Skype has continued to argue that allowing the opposition to succeed relies on artificially dissecting the word Skype into “Sky” and “pe”, however, the Courts have ruled that the strength of the Sky brand in the UK is such that the average person looking at the mark Skype would wrongly associate it with Sky. The decision is illustrative of the need to assess all elements of branding and illustrates the swaying influence that reputable marks can have. It also demonstrates that utilising figurative elements within a mark is not a sure way of avoiding issues and allaying confusion. Regarding Skype, in particular, it is noteworthy that the distinction of Skype as a brand does not surpass the distinctiveness of Sky as a brand, in the process and consideration of the Courts.
What is apparent is that the weighing of what will cause confusion is not easy to predict and the strength of a brand can destabilise the playing field in terms of opposing registration, where the corporate giants are concerned. The measures such companies will undertake to protect their brands can be aggressive and resounding. In these situations, the right expertise and guidance could be invaluable for a business looking to carve an identity of its own.
So even for those who understand the process of clearance searches, are able to deal with complex concepts relating to similarity and classifications – there remains risk unless the registrant is fully cognisant to the broader climate of litigation and the magnitude (and subsequent veracity) of prospective litigants. Simply put, it’s a minefield for the uninitiated.
Registering a Trade Mark: Getting it right
Through the process of completing this exercise with the team at Virtuoso Legal, I came away with a renewed appreciation of the fact that registering a trade mark is a fine art. Mistakes can be made, and they can be significant or less so – but each makes an impact on how a business can operate and grow.
"Even as someone versed in the law and familiar with trademarks I was surprised by the grey areas and pitfalls that I was unaware of… I have come to further appreciate the value in good representation.”
I have also come to appreciate the dynamic nature of trademarks and the complexity of the process behind registration, due to an ever-changing landscape it is a discipline that requires constant attention and care in order to maintain control and harness progress.
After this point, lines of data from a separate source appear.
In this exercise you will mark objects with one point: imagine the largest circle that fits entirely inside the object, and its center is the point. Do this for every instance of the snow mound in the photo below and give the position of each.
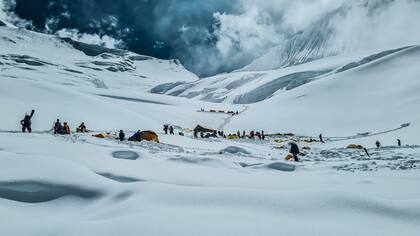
(234, 150)
(37, 192)
(126, 155)
(280, 166)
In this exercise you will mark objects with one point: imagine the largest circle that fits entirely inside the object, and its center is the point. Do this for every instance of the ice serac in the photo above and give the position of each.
(303, 47)
(377, 95)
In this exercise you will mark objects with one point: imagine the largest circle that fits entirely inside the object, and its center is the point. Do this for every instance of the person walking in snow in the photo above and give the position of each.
(82, 128)
(58, 128)
(321, 139)
(252, 134)
(294, 150)
(26, 122)
(121, 135)
(66, 128)
(259, 135)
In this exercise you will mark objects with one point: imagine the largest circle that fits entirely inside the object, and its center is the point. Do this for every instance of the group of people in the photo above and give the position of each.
(64, 129)
(252, 135)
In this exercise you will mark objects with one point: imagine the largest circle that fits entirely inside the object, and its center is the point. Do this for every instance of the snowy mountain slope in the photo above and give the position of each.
(81, 185)
(249, 87)
(379, 95)
(76, 82)
(26, 53)
(354, 26)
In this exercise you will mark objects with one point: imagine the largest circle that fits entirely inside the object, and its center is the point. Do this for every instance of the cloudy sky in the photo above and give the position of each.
(213, 36)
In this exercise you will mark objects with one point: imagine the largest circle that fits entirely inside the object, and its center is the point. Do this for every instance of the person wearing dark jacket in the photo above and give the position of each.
(321, 139)
(26, 122)
(66, 129)
(82, 128)
(121, 136)
(58, 128)
(294, 150)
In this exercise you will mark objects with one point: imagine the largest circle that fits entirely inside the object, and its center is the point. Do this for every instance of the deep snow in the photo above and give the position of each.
(82, 185)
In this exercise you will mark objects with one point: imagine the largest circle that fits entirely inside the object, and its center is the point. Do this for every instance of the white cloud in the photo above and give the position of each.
(104, 40)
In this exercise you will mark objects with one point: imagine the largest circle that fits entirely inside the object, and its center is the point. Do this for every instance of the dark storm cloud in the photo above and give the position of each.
(213, 36)
(163, 28)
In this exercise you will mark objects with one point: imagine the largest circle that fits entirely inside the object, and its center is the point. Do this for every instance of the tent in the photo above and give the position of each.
(145, 135)
(200, 129)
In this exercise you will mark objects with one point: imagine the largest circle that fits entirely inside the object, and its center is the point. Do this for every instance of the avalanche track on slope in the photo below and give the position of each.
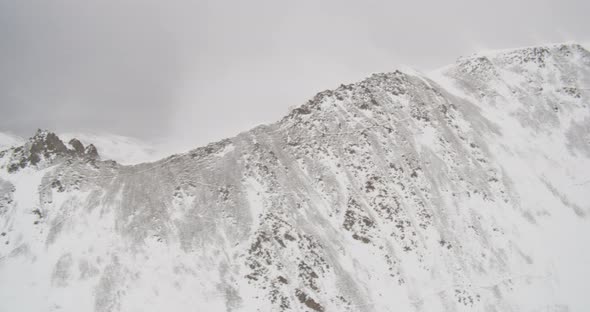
(459, 190)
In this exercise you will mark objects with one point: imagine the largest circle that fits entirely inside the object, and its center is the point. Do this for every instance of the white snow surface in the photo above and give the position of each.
(8, 140)
(122, 149)
(464, 189)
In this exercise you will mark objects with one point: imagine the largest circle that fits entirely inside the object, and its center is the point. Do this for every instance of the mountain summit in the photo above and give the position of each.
(460, 190)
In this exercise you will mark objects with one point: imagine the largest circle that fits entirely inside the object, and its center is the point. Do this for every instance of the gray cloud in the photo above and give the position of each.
(202, 70)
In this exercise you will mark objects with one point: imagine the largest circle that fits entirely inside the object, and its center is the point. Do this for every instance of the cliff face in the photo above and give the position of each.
(461, 190)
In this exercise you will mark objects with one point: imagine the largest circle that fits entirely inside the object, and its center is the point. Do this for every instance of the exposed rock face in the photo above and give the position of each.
(44, 149)
(463, 190)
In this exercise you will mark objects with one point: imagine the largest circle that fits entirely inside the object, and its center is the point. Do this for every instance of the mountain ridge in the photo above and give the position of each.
(400, 192)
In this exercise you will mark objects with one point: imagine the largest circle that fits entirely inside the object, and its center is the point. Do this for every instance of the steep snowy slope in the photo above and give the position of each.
(122, 149)
(8, 140)
(463, 190)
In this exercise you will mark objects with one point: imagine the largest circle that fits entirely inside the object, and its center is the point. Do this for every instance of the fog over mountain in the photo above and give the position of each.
(464, 189)
(192, 72)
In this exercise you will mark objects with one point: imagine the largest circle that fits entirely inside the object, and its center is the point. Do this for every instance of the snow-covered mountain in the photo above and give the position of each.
(122, 149)
(8, 140)
(460, 190)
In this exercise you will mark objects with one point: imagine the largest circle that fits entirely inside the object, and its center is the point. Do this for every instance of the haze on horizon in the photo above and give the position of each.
(197, 71)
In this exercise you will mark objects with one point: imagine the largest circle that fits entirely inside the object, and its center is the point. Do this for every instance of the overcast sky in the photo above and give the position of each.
(198, 71)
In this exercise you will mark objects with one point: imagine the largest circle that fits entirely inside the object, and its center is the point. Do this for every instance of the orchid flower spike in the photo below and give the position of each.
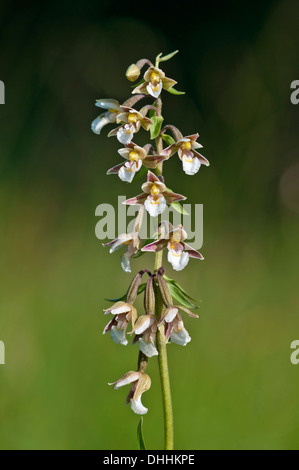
(132, 121)
(186, 148)
(141, 382)
(154, 81)
(124, 313)
(135, 157)
(179, 252)
(174, 325)
(131, 241)
(155, 196)
(113, 109)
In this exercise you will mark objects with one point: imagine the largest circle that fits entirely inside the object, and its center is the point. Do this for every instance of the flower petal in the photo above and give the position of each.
(180, 337)
(178, 260)
(98, 123)
(127, 172)
(125, 134)
(190, 165)
(147, 347)
(155, 205)
(108, 104)
(153, 90)
(118, 335)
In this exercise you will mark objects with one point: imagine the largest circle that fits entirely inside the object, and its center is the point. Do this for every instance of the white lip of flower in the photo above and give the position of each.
(177, 258)
(125, 134)
(113, 109)
(141, 382)
(128, 170)
(123, 313)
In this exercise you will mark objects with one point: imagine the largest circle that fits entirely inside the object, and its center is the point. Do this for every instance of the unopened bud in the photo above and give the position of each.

In some ways engaging the right expertise can be an insurance policy, which is particularly relevant considering the potentially turbulent times ahead as the law adapts to changes in Europe and wider jurisdictions.
Ultimately, registering a trademark is a business-critical decision and as such, a cost-conscious approach may – all too often – lead to loss of business far outweighing the extra cost at the point of registration.
Even as someone versed in the law and familiar with trademarks I was surprised by the grey areas and pitfalls that I was unaware of, it is certainly not an exact science and where the margins can be so tight I have come to further appreciate the value in good representation.
I am reminded of the proverb ‘failure to prepare is preparation to fail’. When laying the foundations for a brand, the groundwork at its infancy is crucial to protecting its potential longevity, and where the consequences can be so damaging – why take the risk?